In the process of trying to rework the C++/wxWidgets-based client to support the new tiled map graphics I’ve experienced a lot of pain. The kind of pain that can only be explained by the fact that a string is not a first-class object in C++ and that text parsing can get to be unbearable when you have a complex stream over TCP.
That has prompted me to take a look at the WPF version of the client again. Rather than being based on some ugly recursive character-by-character text processing code, it’s based primarily on regular expressions — one to parse out the ANSI codes, and one to process the XML tags for the various client data (life meter, map info, room description, etc.). The first one was done when I left off, but the second piece hadn’t been started yet. Well, it’s in place now and I can continue building the rest of the newer client.
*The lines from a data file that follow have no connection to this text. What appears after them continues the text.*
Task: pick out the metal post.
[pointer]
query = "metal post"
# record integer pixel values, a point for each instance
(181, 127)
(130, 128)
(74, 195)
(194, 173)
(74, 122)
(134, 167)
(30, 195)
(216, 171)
Getting the WPF version up to and past the usability of the wxWidgets version will probably be faster than untangling the text parsing in the spaghetti code.
The .Net regex are really powerful, but if your parsing structured data like formatting tokens, or especially XML a lexer/parser will give better (performance) results. If you are controlling both ends, you know the source will be “good”.
True. In this case performance isn’t much of a concern because we’re dealing with a data stream that averages out to less than 9600 baud for the life of a session (though it will burst much higher in spam battles). The convenience and power combination of regex is ideal for this app.